The DA is allowed to ask more questions. He draws attention to the years of friendship between the defendant and the victim — how they had never had any issues before, how the victim had never owned a gun or even ever talked about getting one. “So why,” the DA asks him, “would you suddenly think she was going to kill you?” The defendant repeats that he saw a gun and had to protect himself. He was terrified from the night before and believed that anything could happen.
To close out his line of questioning, the DA takes a Manila envelope from the LAPD detective. He pulls out a black switchblade, and in his trademark daytime-TV-lawyer-fashion, asks the defendant to identify what he sees from five feet away. “A knife.” He steps back to a distance of ten feet and repeats the question. “A knife.” The lawyer continues at fifteen, then twenty feet, each time proving that the defendant can recognize the knife. The coup de grâce is the DA's reveal: the knife he is holding is the very same knife that was found in the vehicle. His performance draws to a close. Surprisingly, the defense lawyer also concludes her case, after only bringing the one witness to the stand. That’s it. No more witnesses, no more evidence.
The judge excuses us for lunch. She explains that the next phase of the trial will take about an hour, and when we return she’ll read us instructions and requirements. Since the remaining time won't be long enough for each side to present their closing arguments, we'll be able to leave early for the weekend.
I get downstairs and half of the cafeteria is already closed.

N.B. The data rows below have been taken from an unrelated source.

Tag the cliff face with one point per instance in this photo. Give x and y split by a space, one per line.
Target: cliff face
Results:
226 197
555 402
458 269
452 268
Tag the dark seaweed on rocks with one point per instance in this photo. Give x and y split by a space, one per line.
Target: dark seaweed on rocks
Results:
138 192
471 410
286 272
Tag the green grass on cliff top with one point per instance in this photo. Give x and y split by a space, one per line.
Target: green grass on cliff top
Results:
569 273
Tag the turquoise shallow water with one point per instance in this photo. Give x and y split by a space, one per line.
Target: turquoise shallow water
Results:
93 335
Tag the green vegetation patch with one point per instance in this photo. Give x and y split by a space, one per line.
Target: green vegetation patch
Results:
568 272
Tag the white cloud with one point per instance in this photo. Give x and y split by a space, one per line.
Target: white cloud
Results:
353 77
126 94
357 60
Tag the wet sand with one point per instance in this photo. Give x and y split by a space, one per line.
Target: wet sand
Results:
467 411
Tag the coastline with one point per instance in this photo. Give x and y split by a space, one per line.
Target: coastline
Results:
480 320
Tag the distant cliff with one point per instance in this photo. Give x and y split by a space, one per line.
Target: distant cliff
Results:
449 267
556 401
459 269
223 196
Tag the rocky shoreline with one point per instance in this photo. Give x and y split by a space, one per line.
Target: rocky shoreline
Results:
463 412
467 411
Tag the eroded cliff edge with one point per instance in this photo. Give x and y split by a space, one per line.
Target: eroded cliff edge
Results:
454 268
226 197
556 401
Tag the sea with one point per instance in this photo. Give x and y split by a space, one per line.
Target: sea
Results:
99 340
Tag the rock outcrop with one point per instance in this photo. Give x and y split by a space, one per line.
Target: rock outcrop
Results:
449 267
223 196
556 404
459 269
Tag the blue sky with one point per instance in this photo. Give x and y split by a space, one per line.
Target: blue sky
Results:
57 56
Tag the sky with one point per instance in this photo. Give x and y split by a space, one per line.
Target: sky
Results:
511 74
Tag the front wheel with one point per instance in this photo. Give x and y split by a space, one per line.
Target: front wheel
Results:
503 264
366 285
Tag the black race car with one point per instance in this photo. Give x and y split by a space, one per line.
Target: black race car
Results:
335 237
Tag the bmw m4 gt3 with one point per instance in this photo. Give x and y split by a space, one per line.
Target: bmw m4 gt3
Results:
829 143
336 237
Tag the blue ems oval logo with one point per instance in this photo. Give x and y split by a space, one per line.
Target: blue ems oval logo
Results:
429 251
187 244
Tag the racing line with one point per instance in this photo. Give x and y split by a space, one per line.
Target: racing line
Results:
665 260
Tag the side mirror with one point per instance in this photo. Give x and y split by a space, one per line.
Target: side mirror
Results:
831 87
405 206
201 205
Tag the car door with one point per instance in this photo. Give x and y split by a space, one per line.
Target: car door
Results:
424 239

The same familiar EDM music booms through the overhead speakers. I buy my ritual sandwich and chips, and set off to the open section of the room. I put my headphones in and try to come down.
At 1:40pm, back up in the courtroom, the judge reads to us from a thick packet full of papers. She explains the different types of murder, first and second degree, manslaughter, self-defense. She details intent to factor in, the presence or absence of alcohol and drugs at the time of the incident.
My eyes drift around the room and I notice a neon red puff of hair peeking off the judge's desk. Is that a troll doll? Beside it, a small ballerina-like fairy is standing on top of a stack of books. On the stenographer's counter, I glimpse tiny figurines that resemble characters from a Miyazaki film. This strange amalgamation of childhood wonder and amusement merging with failed dreams, generational traumas, and forgotten parts of society that keep this building in use full-time. I wonder if these toys and trinkets are talismans or subconscious attempts to ward off the darkness that consumes the everyday here. Perhaps they serve as some hopeful relic for the lives of children coming up behind them.
The judge finishes going over the packet and says that we'll each be given our own copies in the deliberation room next week. On Monday, the lawyers will present closing arguments and then we will go in and decide a final verdict together as a jury.
Walking down to the marble lobby, I notice that the purple “fuck yourself” has been painted over in the stairway. I make my way back out into the street, headed home to a weekend where I can hopefully shut my brain off for a few days.
Damn. This sounds like such an intense thing to have experienced.